Within weeks, Viva added a new distribution point in Melville, Johannesburg and funders started responding to the stories of desperation of people who had lost any opportunity to earn a living.  Most of the distributions are physical, face-to-face hand-outs as too many errors and corruption had crept into the Food Voucher systems.  Partnerships with other charities, such as Churches and NPOs, were created that either contributed, or distributed the food parcels on behalf of Viva.  

Four young men collapsed in exhaustion at the Melville distribution point and explained that they had started walking at 4 am from Orlando, Soweto to Melville and when they realised, they are not going to make it, they ran the last kilometres.  They were devastated that all the parcels were handed out and sank to the ground. The new Viva Johannesburg coordinator, Tanya Gardiner, emptied her own pantry and ensured that they did not have to go home empty handed.  This is only one of many similar stories of hope in the middle of extremely challenging times.

The initiative is ongoing and although we no longer count individual meals, between one or two hundred thousand meals are added every passing month.  During the unrest in July 2021, the food distribution reached a peak as grocery stores were closed, looted empty, or destroyed.

Feeding Schemes and Sustainability

Handing out food parcels is an intervention that has been questioned and criticised in several ways.  It has been said that there is ‘no dignity in food parcels’, or that it is not sustainable.  However, as workers on the very forefront of poverty, hunger, and the worst desperation imaginable, the Viva Team knows that there is even less dignity in hunger.  The harsh reality is this:  As long as there is glaring inequality, there will be a need for ‘unsustainable’, expensive responses that will require selfless donor investment. 

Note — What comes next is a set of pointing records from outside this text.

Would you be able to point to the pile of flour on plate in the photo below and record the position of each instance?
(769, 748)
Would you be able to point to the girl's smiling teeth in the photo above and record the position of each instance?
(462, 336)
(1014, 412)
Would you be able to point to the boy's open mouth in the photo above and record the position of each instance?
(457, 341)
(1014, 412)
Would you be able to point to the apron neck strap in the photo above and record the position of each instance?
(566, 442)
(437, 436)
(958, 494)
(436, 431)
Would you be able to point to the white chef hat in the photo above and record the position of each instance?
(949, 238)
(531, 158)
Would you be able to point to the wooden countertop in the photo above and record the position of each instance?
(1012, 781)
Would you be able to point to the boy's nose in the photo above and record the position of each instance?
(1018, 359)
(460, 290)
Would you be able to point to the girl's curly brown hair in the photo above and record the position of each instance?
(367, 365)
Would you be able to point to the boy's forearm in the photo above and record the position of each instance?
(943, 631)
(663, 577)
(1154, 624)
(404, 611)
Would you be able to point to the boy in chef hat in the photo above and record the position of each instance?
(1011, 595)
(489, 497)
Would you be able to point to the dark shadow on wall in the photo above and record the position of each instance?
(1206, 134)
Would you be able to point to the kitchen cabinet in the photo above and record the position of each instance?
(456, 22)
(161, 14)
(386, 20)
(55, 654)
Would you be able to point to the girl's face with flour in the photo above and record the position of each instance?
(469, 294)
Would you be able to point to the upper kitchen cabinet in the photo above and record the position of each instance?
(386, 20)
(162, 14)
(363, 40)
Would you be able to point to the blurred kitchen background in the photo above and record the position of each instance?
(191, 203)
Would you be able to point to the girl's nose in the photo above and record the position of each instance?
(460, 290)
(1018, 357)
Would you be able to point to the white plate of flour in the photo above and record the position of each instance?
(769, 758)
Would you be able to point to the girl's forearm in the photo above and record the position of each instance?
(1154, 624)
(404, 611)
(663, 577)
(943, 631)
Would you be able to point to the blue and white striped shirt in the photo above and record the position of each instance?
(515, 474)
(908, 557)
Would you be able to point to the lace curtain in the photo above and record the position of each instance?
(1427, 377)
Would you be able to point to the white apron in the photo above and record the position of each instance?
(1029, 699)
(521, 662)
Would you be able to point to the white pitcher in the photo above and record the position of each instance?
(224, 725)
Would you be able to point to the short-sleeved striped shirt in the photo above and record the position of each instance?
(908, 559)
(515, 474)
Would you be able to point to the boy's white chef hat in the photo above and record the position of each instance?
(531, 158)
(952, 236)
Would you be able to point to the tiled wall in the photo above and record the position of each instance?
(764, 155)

The Viva Foundation established a large vegetable garden at its Refilwe campus, but it took 3 years before it started producing in quantities that made any impact in the Feeding Scheme. Providing seedlings to beneficiaries have likewise not proven effective, as it is unfortunately true that very few people have the passion and patience for successful vegetable gardening. 

To consider how a Feeding Scheme can become sustainable, one must decide on the indicators of NPO sustainability.  NPOs are, at their core, not in the business of profit making, nor should they be.  Self-generation of funds are for most NPOs a critical distraction.  NPOs should get on with the business of serving their beneficiaries and to a lesser degree with the business of income generation.  Ironically, a successful NPO, is one for which the need for its interventions grows. The better an NPO performs, the more money it is going to need.  Funding entrusted to an NPO is not ‘income’, but a liability, from which that NPO is only released, once the instructions and mandate of the funder have been fulfilled and the final audit, or report has been signed off.  The weight of the responsibility of funding, far outweighs the joy and impact of receiving funding.

While the topic of Indicators of NPO Sustainability can be discussed at length, it suffices to say that any programme is made sustainable by its operators’ ability to attract resources to it and the buy-in of its beneficiaries.  With a feeding scheme serving exceptionally vulnerable families, the buy-in is a given and the Viva Foundation Management has seen that it is possible to attract resources from a very varied donor portfolio, if it is a visibly effective, well managed and well-received intervention.